An mri is magnetic resonance imaging. An xray motly sees bone, and can hint at collections of fluid (such as blood). Of course, excepting gross trauma this is probably not meaningful. Your doctor, not knowing you from adam, wanted to rule out fracture, tumor etc. A ct scan just takes multiple xrays, so it really also sees bone and blood, but 3d. Not very helpful. MRIs look at soft tissue: ligaments, etc. Your rotator cuff, in simplest terms, is a stabilizing cuff of muscle and ligament in a circle around your shoulder. If a ligament or muscle attachment is torn, MRI would show that and the damage would have to be repaired under laproscopic surgery (i.e. tie the ligament back to where it belongs etc). However, a gross tear is pretty unlikely if you have no memory of a big. painful rip. More than likely, the MRI will show a little darkening of some constituents of the rotator cuff, inflammation of the RC. The treatment would be rest with no lifting and anti-inlammatories (naprosen, ibuprofen, etc) as mentioned above. So the MRI would probably not be well-covered right now, and you probably would get told to try rest and anti-inflammatories anyway. I'd probably do that first (I've had plenty of RC problems myself over the years, mostly from wrestling not bbing). If no relief, then maybe spring for an MRI, or get one as it would be a little more "medically necessary" at that point.
You did not mention if you are taking anything. Winny in particular can create crippling rotator cuff problems (and knee problems) in susceptible individuals, it has to do with depletion of the synovial fluid (fluid in the joint capsule).

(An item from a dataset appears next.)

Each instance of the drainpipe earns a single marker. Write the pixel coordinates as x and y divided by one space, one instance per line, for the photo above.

Also, you need to consider seriously looking at your training. I saw your other thread where you are getting advice for a comp BB; this is good. Most shoulder problems I see in BBers is caused by improper benching, flaring the elbows out as you lower the weight eccentrically, which opens the rotator cuff at the same time as it is subjected to maximum weight and stretch -- a recipe for disaster. Pressing behind the neck is another cause, but a lot of people know this now, so you don't see this so much. I strongly suspect your training could be more rotator cuff friendly. Dips are a big problem in some individuals, but even with my shoulder problems I do weighted dips fine. I would say look at your benching first, this is often the culprit. Interestingly, fixing your form at first lowers your weight, then you sail up. A lot of shoulder-flarers have this wall at 275lbs they can't pass . . . Be careful with dumbbell presses too, and remember where the barbell would stop, stretch a little past that (that's why people do dbs after all . . .) but not too far. You might try joint supps etc, as some swear by them (even fellow orthopods).
I am not an orthopod, so I can't swear by this. But this is my 2c. Maybe an orthopod or chiro might chip in.